Optionally, profiling data generated by the perf tools in linux can be merged with the .json files using the turbolizer-perf.py file included. The following command is an example of using the perf script:

perf script -i perf.data.jitted -s turbolizer-perf.py turbo-main.json

The output of the above command is a json object that can be piped to a file which, when uploaded to turbolizer, will display the event counts from perf next to each instruction in the disassembly. Further detail can be found in the bottom of this document under "Using Perf with Turbo."

Using the python interface in perf script requires python-dev to be installed and perf be recompiled with python support enabled. Once recompiled, the variable PERF_EXEC_PATH must be set to the location of the recompiled perf binaries.

Graph visualization and manipulation based on Mike Bostock's sample code for an interactive tool for creating directed graphs.
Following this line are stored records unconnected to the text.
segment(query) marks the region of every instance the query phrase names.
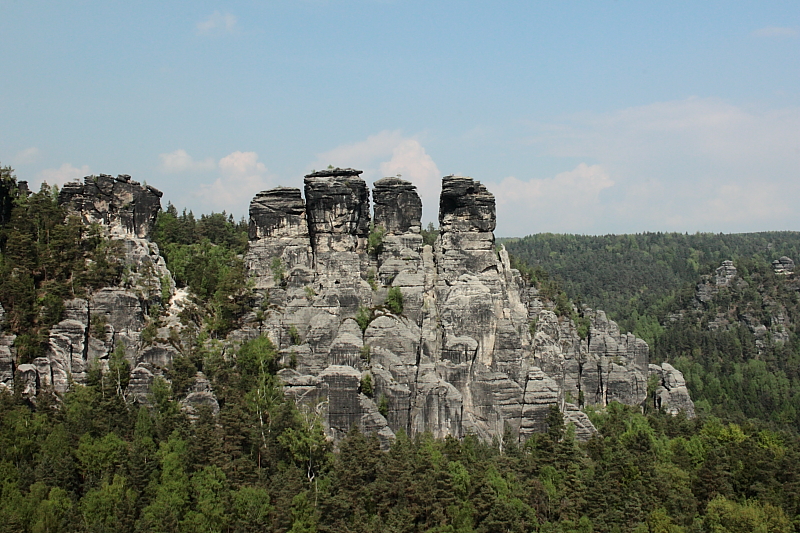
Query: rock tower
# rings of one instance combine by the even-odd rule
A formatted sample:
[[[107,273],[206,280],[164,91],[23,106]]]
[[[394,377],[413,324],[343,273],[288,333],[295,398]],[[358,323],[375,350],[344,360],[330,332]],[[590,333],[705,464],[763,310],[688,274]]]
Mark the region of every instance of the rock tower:
[[[374,219],[360,171],[330,169],[305,177],[305,201],[277,188],[250,206],[259,333],[293,367],[280,372],[287,393],[322,412],[333,438],[355,424],[386,443],[399,430],[524,439],[553,404],[587,438],[581,405],[643,402],[647,344],[591,310],[582,339],[525,287],[495,246],[480,182],[442,179],[433,246],[414,185],[384,178],[372,197]],[[401,313],[384,305],[398,289]]]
Original source is at https://github.com/metacademy/directed-graph-creator and released under the MIT/X license.

Icons derived from the "White Olive Collection" created by Breezi released under the Creative Commons BY license.

Using Perf with Turbo

In order to generate perf data that matches exactly with the turbofan trace, you must use either a debug build of v8 or a release build with the flag 'disassembler=on'. This flag ensures that the '--trace-turbo' will output the necessary disassembly for linking with the perf profile.
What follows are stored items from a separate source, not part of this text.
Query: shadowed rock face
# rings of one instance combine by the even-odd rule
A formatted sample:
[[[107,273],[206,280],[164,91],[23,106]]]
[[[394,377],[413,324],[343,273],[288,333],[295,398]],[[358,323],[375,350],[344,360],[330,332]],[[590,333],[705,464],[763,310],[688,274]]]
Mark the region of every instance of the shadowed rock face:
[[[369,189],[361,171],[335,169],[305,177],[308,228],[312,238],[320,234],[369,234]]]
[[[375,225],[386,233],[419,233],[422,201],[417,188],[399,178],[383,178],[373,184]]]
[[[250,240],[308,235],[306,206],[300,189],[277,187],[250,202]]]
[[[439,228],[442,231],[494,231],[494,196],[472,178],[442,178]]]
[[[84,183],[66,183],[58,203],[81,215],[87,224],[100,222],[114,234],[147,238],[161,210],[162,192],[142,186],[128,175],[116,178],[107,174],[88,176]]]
The basic example of generating the required data is as follows:

perf record -k mono /path/to/d8 --trace-turbo --perf-prof main.js
perf inject -j -i perf.data -o perf.data.jitted
perf script -i perf.data.jitted -s turbolizer-perf.py turbo-main.json

These commands combined will run and profile d8, merge the output into a single 'perf.data.jitted' file, then take the event data from that and link them to the disassembly in the 'turbo-main.json'. Note that, as above, the output of the script command must be piped to a file for uploading to turbolizer.

There are many options that can be added to the first command, for example '-e' can be used to specify the counting of specific events (default: cycles), as well as '--cpu' to specify which CPU to sample.